Bert again dropped out of his reverie and transferred his train of thought to his only sibling. She was only a few years younger than him, but worlds apart. Whereas he was quiet and reserved, she was outgoing, and often loud. Their interests also shared nothing in common - his being all things electronic and hers being music and group activities. Other greater differences existed because of the way their parents treated them. His sister was clearly his father's favorite and she often achieved her way over his despite the irrationality of the situation.

He remembered once during elementary school when he had been especially depressed. His mother had called the school counselor and asked if Bert might see him that day to talk things over. Despite his shame at being made to speak to a psychiatrist of sorts and let him invade his innermost conflicts, the skilled tactician was able to pull his feelings on his sister and father out of him within minutes. He could remember a carefree summer's day playing in his parents garden as they worked nearby. His sister had fallen down and was crying over some minor injury that she had caused herself. Bert walked over to check that she was alright despite her loud outburst of tears. His father rushed up, glanced at his son standing over his younger apparently helpless sister, and with a bellow of rage struck Bert on the thigh so hard that he fell to the ground. Bert was shocked into silence as he cradled his wounded limb and wondered why his father apparently hated him so much and loved his sister.
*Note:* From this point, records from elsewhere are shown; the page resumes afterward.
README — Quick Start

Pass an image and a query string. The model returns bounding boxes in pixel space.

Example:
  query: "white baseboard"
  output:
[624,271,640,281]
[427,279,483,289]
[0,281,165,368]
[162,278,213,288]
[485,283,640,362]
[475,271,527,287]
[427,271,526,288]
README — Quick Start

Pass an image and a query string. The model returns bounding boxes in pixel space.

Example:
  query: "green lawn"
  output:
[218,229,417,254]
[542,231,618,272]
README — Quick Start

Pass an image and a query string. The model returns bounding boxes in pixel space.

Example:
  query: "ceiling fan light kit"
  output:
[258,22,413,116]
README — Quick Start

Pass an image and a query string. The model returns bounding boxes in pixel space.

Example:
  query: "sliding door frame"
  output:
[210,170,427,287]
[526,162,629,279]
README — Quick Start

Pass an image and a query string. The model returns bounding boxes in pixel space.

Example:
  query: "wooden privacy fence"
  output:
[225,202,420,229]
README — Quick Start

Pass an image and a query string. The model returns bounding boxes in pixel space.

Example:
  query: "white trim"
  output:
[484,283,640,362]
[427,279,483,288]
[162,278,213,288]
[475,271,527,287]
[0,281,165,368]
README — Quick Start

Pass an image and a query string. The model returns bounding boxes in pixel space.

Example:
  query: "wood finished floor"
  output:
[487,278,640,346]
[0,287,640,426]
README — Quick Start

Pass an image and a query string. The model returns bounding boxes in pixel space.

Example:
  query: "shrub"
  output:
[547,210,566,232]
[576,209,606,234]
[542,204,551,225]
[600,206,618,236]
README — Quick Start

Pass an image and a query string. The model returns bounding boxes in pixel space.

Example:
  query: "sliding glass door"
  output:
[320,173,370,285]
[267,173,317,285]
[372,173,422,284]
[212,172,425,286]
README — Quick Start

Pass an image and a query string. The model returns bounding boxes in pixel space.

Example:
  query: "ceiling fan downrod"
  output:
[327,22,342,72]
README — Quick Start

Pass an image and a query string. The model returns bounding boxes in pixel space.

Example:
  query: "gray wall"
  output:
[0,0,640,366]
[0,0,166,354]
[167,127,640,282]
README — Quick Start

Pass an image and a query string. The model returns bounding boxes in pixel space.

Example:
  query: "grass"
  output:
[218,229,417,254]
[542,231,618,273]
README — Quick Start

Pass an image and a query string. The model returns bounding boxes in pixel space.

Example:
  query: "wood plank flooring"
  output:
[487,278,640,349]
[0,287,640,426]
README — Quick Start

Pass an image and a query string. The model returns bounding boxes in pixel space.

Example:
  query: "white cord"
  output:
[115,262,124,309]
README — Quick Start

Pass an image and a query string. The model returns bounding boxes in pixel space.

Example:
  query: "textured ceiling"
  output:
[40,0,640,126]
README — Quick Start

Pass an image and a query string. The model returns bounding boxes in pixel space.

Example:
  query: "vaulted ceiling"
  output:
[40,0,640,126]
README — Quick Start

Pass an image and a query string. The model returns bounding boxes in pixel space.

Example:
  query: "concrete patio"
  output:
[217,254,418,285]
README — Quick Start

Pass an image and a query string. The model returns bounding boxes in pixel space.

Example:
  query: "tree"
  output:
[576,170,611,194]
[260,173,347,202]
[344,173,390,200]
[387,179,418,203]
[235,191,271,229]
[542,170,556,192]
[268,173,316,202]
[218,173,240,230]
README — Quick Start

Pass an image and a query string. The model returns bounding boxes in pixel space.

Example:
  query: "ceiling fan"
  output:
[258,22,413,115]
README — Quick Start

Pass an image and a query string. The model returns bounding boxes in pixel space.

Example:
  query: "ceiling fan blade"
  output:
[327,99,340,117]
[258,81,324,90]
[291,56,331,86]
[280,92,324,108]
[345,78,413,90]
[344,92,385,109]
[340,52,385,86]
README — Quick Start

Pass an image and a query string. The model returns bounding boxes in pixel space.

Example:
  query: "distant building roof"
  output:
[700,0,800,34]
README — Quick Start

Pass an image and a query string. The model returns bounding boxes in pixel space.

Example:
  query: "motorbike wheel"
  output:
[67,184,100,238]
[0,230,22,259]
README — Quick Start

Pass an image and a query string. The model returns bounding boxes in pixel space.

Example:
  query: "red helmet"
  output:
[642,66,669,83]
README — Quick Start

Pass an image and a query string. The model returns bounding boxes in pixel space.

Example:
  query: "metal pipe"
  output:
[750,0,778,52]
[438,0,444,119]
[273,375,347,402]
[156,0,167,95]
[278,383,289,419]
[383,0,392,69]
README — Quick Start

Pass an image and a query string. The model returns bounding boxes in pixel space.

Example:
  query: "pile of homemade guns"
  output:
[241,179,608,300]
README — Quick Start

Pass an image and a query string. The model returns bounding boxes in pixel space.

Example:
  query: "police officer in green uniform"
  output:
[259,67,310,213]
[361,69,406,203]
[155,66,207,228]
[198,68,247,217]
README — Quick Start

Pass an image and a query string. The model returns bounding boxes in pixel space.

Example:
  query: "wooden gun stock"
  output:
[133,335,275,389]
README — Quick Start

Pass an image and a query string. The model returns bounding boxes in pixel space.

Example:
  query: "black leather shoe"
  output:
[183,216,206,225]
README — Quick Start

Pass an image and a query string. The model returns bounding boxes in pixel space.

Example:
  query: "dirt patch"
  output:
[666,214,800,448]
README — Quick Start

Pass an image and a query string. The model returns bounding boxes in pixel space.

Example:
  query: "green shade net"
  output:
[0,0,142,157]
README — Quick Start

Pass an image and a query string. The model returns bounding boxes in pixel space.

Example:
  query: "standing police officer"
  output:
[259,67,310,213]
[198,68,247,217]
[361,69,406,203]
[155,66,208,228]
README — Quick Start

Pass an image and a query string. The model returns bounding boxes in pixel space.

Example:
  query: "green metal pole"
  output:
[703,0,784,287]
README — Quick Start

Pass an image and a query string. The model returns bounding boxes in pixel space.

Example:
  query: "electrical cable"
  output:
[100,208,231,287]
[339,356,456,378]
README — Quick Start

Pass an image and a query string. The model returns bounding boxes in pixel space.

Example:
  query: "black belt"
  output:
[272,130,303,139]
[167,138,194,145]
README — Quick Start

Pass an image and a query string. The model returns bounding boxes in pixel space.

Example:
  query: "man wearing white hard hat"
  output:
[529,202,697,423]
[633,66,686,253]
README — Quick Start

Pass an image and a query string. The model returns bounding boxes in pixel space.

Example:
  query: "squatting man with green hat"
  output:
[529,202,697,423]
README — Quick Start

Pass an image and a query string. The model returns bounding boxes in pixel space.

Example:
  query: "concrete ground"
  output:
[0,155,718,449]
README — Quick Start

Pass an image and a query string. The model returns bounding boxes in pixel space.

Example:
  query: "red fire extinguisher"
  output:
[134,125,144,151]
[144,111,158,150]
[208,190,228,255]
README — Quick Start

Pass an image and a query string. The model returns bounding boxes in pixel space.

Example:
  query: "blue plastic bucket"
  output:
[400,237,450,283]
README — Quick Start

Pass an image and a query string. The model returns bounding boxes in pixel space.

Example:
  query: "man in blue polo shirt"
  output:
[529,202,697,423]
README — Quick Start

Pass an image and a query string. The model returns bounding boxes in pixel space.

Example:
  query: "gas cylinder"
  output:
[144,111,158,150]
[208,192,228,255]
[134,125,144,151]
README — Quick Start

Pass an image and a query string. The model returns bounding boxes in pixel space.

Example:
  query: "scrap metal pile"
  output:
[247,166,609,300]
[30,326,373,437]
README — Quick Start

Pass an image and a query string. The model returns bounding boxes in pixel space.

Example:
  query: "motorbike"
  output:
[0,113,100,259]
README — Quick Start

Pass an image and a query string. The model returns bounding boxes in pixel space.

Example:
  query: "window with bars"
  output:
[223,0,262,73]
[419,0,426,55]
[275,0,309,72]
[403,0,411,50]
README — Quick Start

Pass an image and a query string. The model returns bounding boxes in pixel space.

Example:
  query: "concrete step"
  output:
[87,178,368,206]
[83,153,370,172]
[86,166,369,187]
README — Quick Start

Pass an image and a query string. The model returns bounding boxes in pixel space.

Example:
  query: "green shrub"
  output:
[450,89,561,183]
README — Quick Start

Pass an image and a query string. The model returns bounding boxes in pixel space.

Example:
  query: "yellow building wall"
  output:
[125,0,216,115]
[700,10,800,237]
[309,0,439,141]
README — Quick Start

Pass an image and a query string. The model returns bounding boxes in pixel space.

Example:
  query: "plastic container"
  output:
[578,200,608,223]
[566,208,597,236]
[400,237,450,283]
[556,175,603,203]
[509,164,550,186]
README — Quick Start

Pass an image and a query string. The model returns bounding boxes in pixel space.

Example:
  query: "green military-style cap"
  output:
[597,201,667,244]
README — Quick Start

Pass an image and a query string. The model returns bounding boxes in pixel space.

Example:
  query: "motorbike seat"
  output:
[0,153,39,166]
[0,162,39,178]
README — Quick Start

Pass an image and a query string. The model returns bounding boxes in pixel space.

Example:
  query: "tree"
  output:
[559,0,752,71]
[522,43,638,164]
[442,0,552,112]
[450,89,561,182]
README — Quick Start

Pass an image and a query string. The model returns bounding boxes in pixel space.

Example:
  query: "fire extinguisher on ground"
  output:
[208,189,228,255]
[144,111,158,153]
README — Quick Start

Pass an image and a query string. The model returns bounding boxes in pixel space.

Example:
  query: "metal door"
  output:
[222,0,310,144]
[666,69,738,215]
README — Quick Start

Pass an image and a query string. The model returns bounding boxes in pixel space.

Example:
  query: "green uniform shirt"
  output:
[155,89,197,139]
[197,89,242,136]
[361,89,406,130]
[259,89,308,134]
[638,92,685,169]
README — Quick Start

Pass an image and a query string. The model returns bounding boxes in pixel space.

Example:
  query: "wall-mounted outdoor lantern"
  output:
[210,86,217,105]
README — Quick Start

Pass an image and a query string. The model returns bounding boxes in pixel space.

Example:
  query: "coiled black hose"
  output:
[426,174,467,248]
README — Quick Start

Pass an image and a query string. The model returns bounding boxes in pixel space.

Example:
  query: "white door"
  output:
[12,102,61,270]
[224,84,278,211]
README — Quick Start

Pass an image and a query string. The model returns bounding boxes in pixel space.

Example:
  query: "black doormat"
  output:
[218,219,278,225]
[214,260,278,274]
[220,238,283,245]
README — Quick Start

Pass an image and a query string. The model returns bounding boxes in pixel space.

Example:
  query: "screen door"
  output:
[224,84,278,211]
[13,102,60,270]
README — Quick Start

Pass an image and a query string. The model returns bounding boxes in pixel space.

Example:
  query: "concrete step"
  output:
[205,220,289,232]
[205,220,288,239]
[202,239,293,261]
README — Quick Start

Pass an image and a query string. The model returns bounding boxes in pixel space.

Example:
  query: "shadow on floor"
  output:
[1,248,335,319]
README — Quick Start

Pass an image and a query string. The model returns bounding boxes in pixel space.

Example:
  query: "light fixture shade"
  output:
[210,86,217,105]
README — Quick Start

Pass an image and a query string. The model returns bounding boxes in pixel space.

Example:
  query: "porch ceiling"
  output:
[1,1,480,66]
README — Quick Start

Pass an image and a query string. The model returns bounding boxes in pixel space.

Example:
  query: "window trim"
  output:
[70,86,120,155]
He did not hold it against his sister or his father. They were the way they were. Dad had always wanted a girl and he had gotten her. His sister was only too happy to take advantage of the situation and quickly became spoiled and undisciplined. His mother seemed to favor her son over her daughter due to his obedience, but this rarely showed as visibly as his father's favoritism towards his daughter. Even now his sister was a bit of a brat, so used to getting her way through force and argument, while he had learned to be more tactfully quiet and persuasive.

The ulcer never came. As soon as Bert knew he would never have to go to public school again, he felt overwhelming peace. The stress medication was no longer necessary, nor the many doctor visits to monitor his condition. He would spend the remainder of his schooling until college in the restrictive yet comforting walls of his own home. Friends from public school slowly ceased all contact with him. On occasion he would call one to invite them over after school one day, but more often than not they would have an excuse.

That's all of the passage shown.